Ce billet est le dernier d’une série de trois sur les récentes études sur l’automatisation de l’emploi. Après avoir présenté deux études sur l’impact qu’aura l’intelligence artificielle sur l’emploi au cours des prochaines décennies et deux autres sur les effets passés des changements technologiques sur l’emploi, je vais ici en commenter deux autres qui portent sur des sujets bien différents.

Une technologie à usage général

La première étude que je vais présenter est intitulée The Impact of Artificial Intelligence on Innovation (L’impact de l’intelligence artificielle sur l’innovation), date de septembre 2017 et a été rédigée par Iain M. Cockburn, Rebecca Henderson et Scott Stern. Les auteur.es précisent qu’il s’agit d’une version préliminaire, qu’elle n’a pas été révisée par des pairs et qu’on doit donc ne pas la citer ou la commenter. Comme je ne compte mentionner que quelques aspects de cette étude, je respecterai donc l’esprit de cette demande. Notons que cette étude n’était plus sur Internet quand j’ai publié ce billet. Je vais tout de même laisser le lien au cas où elle revienne.

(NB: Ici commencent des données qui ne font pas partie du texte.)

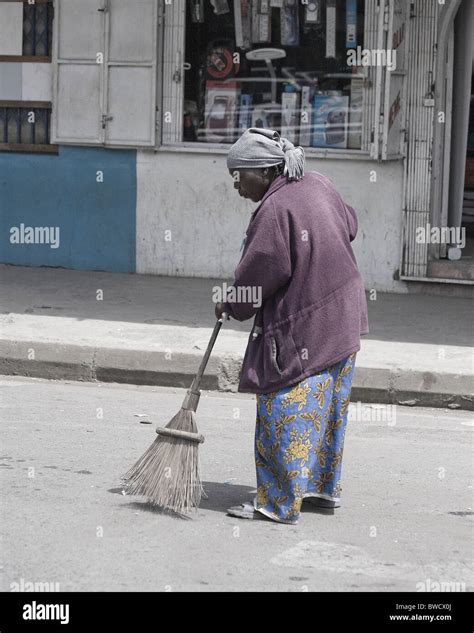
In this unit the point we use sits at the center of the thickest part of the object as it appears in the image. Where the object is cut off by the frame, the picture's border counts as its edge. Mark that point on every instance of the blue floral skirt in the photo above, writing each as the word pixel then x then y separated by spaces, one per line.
pixel 299 440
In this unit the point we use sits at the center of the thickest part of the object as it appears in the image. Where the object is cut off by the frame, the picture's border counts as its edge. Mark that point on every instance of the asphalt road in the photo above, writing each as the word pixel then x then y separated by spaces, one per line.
pixel 406 520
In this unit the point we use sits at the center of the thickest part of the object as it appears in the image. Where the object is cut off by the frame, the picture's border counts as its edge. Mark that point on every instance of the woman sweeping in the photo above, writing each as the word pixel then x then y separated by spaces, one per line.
pixel 301 352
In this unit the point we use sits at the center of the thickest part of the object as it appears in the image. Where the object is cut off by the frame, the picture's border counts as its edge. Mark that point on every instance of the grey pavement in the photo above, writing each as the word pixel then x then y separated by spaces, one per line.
pixel 405 523
pixel 143 329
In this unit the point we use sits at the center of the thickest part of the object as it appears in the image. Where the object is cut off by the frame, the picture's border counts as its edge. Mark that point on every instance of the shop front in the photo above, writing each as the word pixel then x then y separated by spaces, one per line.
pixel 172 83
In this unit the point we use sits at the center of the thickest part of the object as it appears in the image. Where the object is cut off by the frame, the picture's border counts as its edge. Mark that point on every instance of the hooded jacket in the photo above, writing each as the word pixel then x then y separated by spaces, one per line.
pixel 298 258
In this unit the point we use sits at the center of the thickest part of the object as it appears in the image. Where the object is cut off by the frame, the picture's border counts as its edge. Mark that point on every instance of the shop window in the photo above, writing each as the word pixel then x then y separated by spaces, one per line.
pixel 31 26
pixel 280 64
pixel 25 126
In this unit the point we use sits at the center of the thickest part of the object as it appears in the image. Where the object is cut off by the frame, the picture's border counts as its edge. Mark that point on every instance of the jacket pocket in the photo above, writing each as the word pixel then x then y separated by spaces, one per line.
pixel 276 355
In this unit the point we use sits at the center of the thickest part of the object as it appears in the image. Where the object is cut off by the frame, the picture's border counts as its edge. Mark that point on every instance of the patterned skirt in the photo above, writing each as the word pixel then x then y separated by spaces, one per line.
pixel 299 440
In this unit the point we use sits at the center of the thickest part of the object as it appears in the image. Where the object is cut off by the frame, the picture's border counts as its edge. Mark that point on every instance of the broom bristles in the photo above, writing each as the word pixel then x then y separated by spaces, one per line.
pixel 168 472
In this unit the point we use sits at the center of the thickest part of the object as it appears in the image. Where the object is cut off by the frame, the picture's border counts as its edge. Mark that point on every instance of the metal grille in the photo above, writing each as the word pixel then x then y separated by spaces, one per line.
pixel 37 29
pixel 24 125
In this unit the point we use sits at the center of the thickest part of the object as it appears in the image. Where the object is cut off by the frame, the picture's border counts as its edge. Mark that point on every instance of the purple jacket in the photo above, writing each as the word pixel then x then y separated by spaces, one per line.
pixel 313 310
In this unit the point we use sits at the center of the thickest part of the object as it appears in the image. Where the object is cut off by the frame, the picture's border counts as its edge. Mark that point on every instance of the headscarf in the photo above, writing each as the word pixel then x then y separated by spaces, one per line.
pixel 259 147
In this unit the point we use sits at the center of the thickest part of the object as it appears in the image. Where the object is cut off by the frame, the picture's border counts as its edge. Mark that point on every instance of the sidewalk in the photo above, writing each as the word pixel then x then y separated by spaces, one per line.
pixel 153 330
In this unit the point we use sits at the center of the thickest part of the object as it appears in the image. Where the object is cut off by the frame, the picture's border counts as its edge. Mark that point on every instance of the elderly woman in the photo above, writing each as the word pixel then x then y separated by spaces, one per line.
pixel 301 352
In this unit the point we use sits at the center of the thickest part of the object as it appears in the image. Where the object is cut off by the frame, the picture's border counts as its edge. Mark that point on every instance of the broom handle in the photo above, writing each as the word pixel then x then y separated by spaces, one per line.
pixel 192 397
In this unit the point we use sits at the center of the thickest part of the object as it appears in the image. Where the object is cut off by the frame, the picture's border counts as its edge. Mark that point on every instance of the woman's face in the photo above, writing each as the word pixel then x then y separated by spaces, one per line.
pixel 251 183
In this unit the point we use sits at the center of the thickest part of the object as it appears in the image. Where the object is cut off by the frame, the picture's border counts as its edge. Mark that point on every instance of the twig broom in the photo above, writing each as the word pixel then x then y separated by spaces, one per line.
pixel 168 472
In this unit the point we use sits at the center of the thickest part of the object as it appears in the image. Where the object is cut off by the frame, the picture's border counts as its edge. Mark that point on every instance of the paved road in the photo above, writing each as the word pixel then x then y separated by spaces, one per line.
pixel 406 518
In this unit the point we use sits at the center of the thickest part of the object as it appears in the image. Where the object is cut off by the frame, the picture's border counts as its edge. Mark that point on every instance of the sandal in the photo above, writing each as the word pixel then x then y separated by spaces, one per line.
pixel 244 511
pixel 323 505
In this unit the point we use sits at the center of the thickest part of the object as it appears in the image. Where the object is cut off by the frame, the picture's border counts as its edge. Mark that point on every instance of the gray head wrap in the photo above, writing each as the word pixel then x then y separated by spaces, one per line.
pixel 258 148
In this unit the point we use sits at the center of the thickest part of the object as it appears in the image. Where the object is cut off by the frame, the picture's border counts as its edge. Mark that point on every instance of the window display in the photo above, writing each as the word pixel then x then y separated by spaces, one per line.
pixel 280 64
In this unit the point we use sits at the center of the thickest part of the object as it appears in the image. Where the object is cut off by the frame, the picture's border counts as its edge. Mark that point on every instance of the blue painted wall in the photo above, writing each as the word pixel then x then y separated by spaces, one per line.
pixel 96 220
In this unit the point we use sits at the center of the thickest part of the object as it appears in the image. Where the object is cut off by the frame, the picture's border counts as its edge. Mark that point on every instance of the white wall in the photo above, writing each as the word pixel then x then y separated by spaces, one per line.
pixel 192 195
pixel 26 81
pixel 11 28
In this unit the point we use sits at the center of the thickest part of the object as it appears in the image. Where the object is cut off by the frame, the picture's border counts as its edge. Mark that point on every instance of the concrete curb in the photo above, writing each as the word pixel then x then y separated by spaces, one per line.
pixel 72 362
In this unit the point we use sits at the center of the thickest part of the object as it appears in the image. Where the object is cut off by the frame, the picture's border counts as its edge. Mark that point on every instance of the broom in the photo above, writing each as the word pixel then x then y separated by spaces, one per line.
pixel 168 472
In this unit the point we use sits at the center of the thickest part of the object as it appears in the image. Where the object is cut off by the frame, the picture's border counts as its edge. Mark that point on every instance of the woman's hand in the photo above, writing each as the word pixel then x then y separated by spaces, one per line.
pixel 220 312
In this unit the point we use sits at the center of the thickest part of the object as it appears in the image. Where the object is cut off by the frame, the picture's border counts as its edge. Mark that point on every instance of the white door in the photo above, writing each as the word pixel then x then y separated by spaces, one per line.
pixel 130 108
pixel 105 72
pixel 79 42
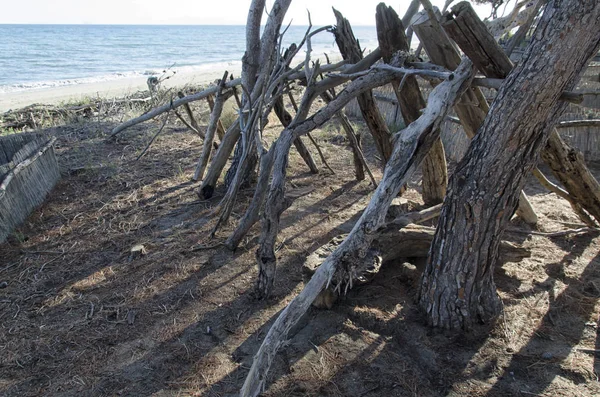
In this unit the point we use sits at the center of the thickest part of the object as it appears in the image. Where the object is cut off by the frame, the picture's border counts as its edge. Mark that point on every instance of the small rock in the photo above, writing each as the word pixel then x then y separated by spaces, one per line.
pixel 137 251
pixel 547 355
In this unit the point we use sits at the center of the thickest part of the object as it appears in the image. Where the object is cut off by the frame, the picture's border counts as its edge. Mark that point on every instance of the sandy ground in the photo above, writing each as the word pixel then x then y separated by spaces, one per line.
pixel 105 89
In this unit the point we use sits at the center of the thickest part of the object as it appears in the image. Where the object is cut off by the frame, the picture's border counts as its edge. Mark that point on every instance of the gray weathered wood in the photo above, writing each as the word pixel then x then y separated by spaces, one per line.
pixel 350 50
pixel 409 150
pixel 472 108
pixel 458 289
pixel 390 33
pixel 465 27
pixel 21 192
pixel 210 131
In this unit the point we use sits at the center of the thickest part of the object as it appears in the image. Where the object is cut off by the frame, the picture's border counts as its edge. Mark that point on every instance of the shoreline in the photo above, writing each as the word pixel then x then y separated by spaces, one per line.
pixel 118 88
pixel 109 89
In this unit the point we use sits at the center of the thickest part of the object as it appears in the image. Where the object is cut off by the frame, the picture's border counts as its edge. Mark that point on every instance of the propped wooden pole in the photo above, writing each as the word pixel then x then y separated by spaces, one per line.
pixel 390 33
pixel 211 106
pixel 472 108
pixel 286 118
pixel 210 131
pixel 350 50
pixel 409 150
pixel 464 26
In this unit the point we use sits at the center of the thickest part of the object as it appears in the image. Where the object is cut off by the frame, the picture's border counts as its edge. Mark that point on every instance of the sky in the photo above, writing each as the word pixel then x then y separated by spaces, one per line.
pixel 192 12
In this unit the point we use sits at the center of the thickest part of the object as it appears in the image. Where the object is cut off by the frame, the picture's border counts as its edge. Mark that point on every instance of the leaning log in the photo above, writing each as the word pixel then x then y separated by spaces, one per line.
pixel 390 33
pixel 213 124
pixel 350 50
pixel 172 105
pixel 285 118
pixel 392 244
pixel 468 31
pixel 409 150
pixel 472 108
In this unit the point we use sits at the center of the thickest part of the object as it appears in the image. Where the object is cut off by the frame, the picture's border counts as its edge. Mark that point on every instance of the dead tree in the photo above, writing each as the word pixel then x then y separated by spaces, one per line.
pixel 390 33
pixel 468 31
pixel 473 107
pixel 350 50
pixel 458 288
pixel 410 147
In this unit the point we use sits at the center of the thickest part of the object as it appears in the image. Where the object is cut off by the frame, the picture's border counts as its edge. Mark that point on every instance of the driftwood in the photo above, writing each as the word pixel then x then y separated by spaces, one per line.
pixel 568 166
pixel 575 97
pixel 28 171
pixel 360 163
pixel 188 110
pixel 213 123
pixel 579 123
pixel 310 138
pixel 390 33
pixel 409 150
pixel 350 50
pixel 172 105
pixel 389 246
pixel 211 105
pixel 286 118
pixel 14 171
pixel 518 37
pixel 457 289
pixel 472 109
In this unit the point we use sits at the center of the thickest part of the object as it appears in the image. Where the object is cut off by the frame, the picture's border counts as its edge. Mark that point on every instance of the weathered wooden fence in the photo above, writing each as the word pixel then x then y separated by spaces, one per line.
pixel 28 171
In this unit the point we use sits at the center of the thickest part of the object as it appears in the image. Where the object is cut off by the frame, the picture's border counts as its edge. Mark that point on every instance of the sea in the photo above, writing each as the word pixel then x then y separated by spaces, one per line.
pixel 34 57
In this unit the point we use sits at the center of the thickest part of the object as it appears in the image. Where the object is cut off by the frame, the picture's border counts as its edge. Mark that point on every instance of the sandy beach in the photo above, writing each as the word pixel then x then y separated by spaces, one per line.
pixel 106 89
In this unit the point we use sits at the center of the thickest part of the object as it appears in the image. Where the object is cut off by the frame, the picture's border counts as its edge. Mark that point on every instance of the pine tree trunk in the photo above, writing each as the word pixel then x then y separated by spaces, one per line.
pixel 458 287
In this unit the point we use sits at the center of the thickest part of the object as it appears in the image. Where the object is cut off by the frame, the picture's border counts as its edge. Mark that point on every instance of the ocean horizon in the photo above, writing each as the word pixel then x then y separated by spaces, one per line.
pixel 48 55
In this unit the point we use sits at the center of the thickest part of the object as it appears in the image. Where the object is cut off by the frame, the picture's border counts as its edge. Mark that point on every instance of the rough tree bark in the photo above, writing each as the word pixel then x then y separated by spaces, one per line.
pixel 275 204
pixel 350 50
pixel 458 286
pixel 390 33
pixel 473 107
pixel 410 148
pixel 468 31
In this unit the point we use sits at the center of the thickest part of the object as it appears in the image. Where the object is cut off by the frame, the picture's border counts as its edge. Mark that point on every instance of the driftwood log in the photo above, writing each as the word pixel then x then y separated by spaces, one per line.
pixel 468 31
pixel 389 246
pixel 390 33
pixel 350 50
pixel 473 107
pixel 458 288
pixel 409 150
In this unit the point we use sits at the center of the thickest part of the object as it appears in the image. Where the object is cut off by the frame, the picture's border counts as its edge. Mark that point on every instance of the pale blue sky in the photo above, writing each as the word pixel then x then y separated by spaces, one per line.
pixel 359 12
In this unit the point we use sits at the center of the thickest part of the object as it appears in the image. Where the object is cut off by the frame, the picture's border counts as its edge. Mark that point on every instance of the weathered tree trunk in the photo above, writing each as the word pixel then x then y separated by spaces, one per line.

Cette étude ne s’intéresse pas directement aux effets de l’intelligence artificielle (IA) sur l’emploi, mais sur l’innovation, qui a, dans un deuxième temps, des effets sur l’emploi. Les auteur,es soulignent tout d’abord que, si l’IA a le potentiel de changer le processus d’innovation en lui-même, aucune tentative à cet effet n’en est arrivée là jusqu’à maintenant. En fait, mis à part certaines applications en robotique et dans quelques autres domaines, les auteur.es se demandent jusqu’à quel point l’IA ne sert pas seulement à implanter de nouvelles technologies, mais n’est pas aussi et surtout une technologie à usage général (TUG) qui influencera les progrès technologiques à long terme dans une foule de domaines difficiles à identifier pour l’instant. Elle inventerait alors une nouvelle méthode d’invention (les auteur.es parlent d’«invention of a method of invention») qui lui permettrait de s’adapter à des contextes particuliers et d’ainsi créer des types d’innovations plus variées, notamment grâce à ses capacités en apprentissage automatique («machine learning»). Les auteur.es donnent comme exemple de TUG l’invention des moteurs électriques qui a permis dans un premier temps seulement quelques applications, mais a entraîné à long terme des changements technologiques et organisationnels dans un grand nombre de secteurs économiques et même la création de nouveaux secteurs. Il en fut de même avec l’invention du microprocesseur.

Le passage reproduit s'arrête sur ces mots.